The speculators of the venerable East, who had conceived the idea of an Eternal Being superior to all affection and change, in his own sufficiency enjoying a plenitude of serene and independent bliss, were led to inquire into the apparently inconsistent fact of the creation of the world. Why, they asked, did He, who required nothing external to Himself to complete His already-existing Perfection, come forth out of His unrevealed and perfect existence, and become incorporated in the vicissitudes of nature? The solution of the difficulty was Love. The Great Being beheld the beauty of His own conception, which dwelt with Him alone from the beginning, Maia, or Nature's loveliness, at once the germ of passion and the source of worlds.

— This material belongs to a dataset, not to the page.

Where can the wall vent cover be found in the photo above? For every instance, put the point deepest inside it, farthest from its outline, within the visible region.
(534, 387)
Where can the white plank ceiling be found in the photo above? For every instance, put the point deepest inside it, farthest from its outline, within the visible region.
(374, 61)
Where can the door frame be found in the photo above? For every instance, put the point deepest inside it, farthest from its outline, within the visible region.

Love became the universal parent, when the Deity, before remote and inscrutable, became ideally separated into the loving and the beloved.

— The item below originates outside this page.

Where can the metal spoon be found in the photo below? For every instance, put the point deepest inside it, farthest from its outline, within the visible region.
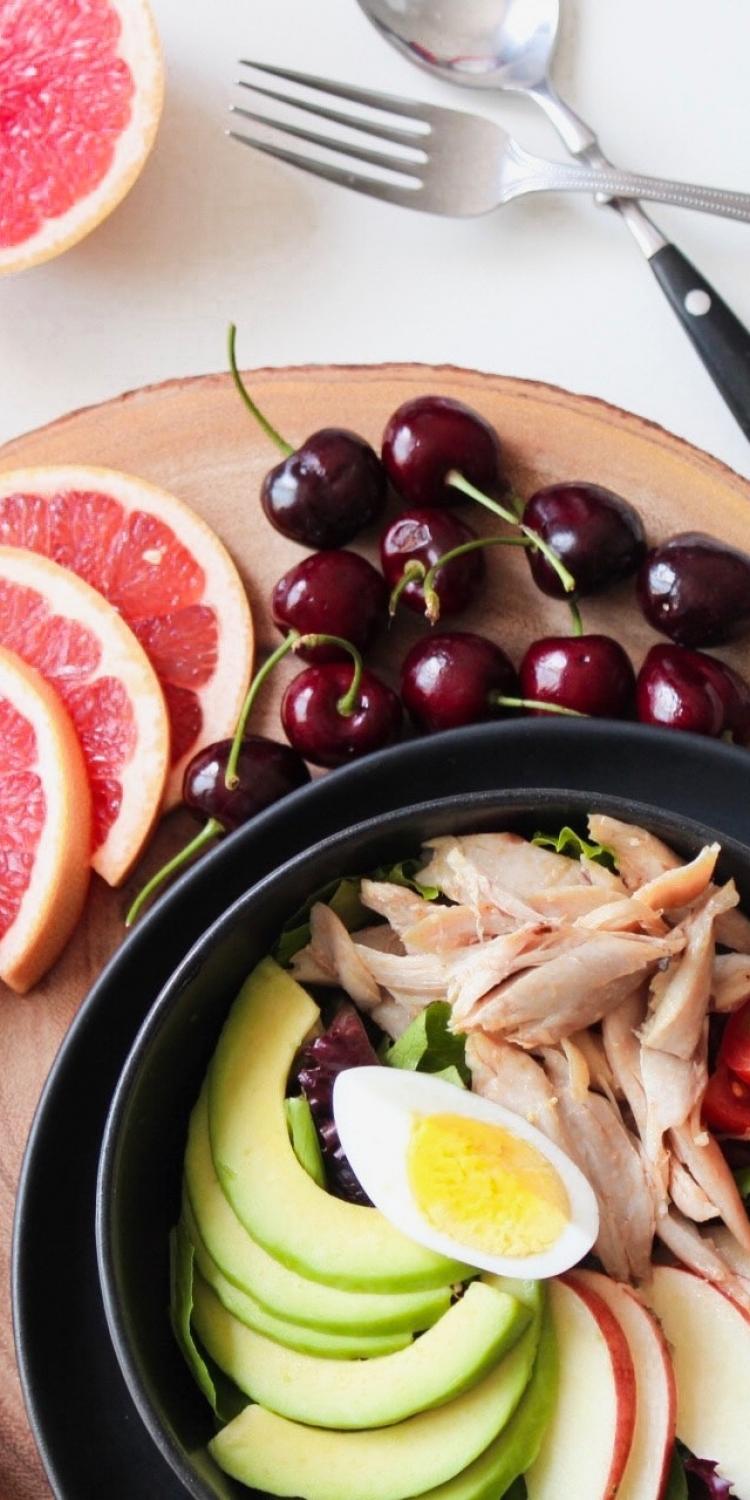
(509, 44)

And here again recurs the ancient difficulty; that, at whatever early period this creation occurred, an eternity had previously elapsed, during which God, dwelling alone in His unimpeached unity, had no object for His love; and that the very word implies to us an existing object toward which the love is directed; so that we cannot conceive of love in the absence of any object to be loved; and therefore we again return to this point, that if love is of God's essence, and He is unchangeable, the same necessity of His nature, supposed to have caused creation, must ever have made His existence without an object to love impossible: and so that the Universe must have been co-existent with Himself.

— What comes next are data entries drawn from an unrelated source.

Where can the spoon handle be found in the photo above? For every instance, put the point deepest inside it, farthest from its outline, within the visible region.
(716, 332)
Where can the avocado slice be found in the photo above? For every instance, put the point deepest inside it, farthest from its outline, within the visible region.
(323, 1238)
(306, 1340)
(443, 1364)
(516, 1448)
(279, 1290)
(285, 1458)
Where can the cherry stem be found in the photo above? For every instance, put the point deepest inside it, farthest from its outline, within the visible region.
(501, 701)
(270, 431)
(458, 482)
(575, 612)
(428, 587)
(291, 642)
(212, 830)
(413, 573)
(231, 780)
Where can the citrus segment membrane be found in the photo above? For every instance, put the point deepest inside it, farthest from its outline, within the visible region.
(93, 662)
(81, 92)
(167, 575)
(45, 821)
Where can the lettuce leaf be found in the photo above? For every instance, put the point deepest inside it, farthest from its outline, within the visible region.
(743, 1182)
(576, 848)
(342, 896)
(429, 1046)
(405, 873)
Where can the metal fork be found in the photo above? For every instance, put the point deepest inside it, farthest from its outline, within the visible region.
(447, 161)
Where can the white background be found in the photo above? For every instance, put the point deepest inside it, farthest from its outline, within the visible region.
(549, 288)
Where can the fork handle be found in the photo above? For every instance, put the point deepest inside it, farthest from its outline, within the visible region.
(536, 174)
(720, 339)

The questions how and why evil exists in the Universe: how its existence is to be reconciled with the admitted wisdom and goodness and omnipotence of God; and how far man is a free agent, or controlled by an inexorable necessity or destiny, have two sides. On one, they are questions as to the qualities and attributes of God; for we must infer His moral nature from His mode of governing the Universe, and they ever enter into any consideration of His intellectual nature: and on the other, they directly concern the moral responsibility, and therefore the destiny, of man. All-important, therefore, in both points of view, they have been much discussed in all ages of the world, and have no doubt urged men, more than all other questions have, to endeavor to fathom the profound mysteries of the Nature and the mode of Existence and action of an incomprehensible God.
And, with these, still another question also presents itself: whether the Deity governs the Universe by fixed and unalterable laws, or by special Providences and interferences, so that He may be induced to change His course and the results of human or material action, by prayer and supplication.